Plusieurs pôles d’intérêt vont baliser la seconde partie du championnat de BGL qui reprend ses droits ce dimanche.

Une saison de football en BGL Ligue n’est pas un enchaînement de 30 matchs mais bien de deux fois 15 rencontres. La nuance est aussi importante que celle qui consiste à dire qu’une partie ne dure pas 90 minutes mais deux fois 45.

Si, dans 75% des cas, le champion d’automne est aussi celui qui lève les bras en fin de saison, la trêve hivernale de deux mois peut venir bouleverser les équilibres. Elle a, par exemple, permis au Swift de venir coiffer Dudelange la saison dernière. Les deux équipes étaient toutefois au coude à coude à mi-parcours.

Cette saison, Differdange tient le bon bout mais trois autres équipes semblent encore en mesure de soulever le trophée. Dudelange ne compte que quatre points de retard. Le multiple champion national a perdu son entraîneur, parti à Ostende, mais a joué la carte de la continuité en confiant les rênes du groupe à Claudio Lombardelli, adjoint de Jay Shoffner en première partie de saison. Les difficultés financières traversées par le F91 ne semblent pas affecter un groupe qui n’est pas le plus étoffé du peloton de tête mais qui peut se montrer extrêmement compétitif.

Le Swift n’a qu’une longueur de retard sur Dudelange. Constamment sur un volcan, Hesperange a de nouveau défrayé la chronique avec des retards de paiement qui ont mis le groupe en colère et rejeté dans le noyau B l’un ou l’autre cadre. Celle-ci va-t-elle se transformer en saine agressivité au point de renverser la compétition? Le champion en titre s’est, en tout cas, donné les moyens de reconduire son bail avec de nouveaux ajustements opérés dans l’effectif. La venue de Raphael Holzhauser, notamment, pourrait apporter une arme de plus dans l’inépuisable arsenal des Hespérangeois.

Le quatrième larron, Niederkorn, s’est lui aussi réapprovisionné et dispose de l’un des groupes les plus complets du plateau. La seconde partie de saison des Jaune et Noir lors de l’exercice précédent appuie la thèse d’un possible renversement complet de situation.

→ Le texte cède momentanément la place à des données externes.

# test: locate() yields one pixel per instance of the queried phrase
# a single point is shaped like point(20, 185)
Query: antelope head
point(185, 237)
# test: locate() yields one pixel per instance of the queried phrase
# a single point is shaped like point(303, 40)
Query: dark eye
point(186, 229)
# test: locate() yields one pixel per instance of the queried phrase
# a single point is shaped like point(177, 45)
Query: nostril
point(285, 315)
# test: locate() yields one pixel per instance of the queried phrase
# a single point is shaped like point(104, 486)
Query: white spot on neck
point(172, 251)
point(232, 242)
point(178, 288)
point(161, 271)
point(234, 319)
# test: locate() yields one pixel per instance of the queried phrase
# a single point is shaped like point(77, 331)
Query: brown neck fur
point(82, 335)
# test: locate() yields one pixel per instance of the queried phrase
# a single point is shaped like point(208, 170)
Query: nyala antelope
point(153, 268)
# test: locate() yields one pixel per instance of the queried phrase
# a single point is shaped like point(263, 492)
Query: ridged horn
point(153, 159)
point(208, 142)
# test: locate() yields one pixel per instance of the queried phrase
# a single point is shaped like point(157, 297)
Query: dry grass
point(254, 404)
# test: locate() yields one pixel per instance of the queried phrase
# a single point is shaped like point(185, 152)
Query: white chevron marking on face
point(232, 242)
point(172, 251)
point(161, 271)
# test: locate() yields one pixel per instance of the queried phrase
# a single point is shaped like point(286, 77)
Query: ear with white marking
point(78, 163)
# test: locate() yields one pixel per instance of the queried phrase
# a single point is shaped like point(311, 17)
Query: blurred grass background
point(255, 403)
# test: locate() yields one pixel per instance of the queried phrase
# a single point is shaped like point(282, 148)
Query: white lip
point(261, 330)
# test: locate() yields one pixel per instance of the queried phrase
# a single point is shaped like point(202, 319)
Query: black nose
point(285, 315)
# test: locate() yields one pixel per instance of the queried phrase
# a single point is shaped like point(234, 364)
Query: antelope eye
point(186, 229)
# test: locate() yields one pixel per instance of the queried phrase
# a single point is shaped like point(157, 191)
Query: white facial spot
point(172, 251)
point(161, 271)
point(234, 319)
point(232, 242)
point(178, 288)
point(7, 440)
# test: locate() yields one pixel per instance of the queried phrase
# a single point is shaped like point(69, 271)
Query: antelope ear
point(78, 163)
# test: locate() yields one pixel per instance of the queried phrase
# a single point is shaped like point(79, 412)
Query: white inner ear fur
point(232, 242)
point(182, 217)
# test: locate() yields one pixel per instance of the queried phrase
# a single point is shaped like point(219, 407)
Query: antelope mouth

Mais pour ça, il faudra compter sur un effondrement de Differdange. Le leader n’a jamais été aussi bien placé pour ceindre la couronne pour la première fois de son histoire. Son total de points à mi-saison (33 sur 45) n’est pourtant pas pharaonique mais il s’est dégagé comme une impression de sérénité d’un groupe qui semble bien vivre. L’arrivée d’Artur Abreu est un atout supplémentaire dans la manche des vainqueurs de la Coupe de Luxembourg.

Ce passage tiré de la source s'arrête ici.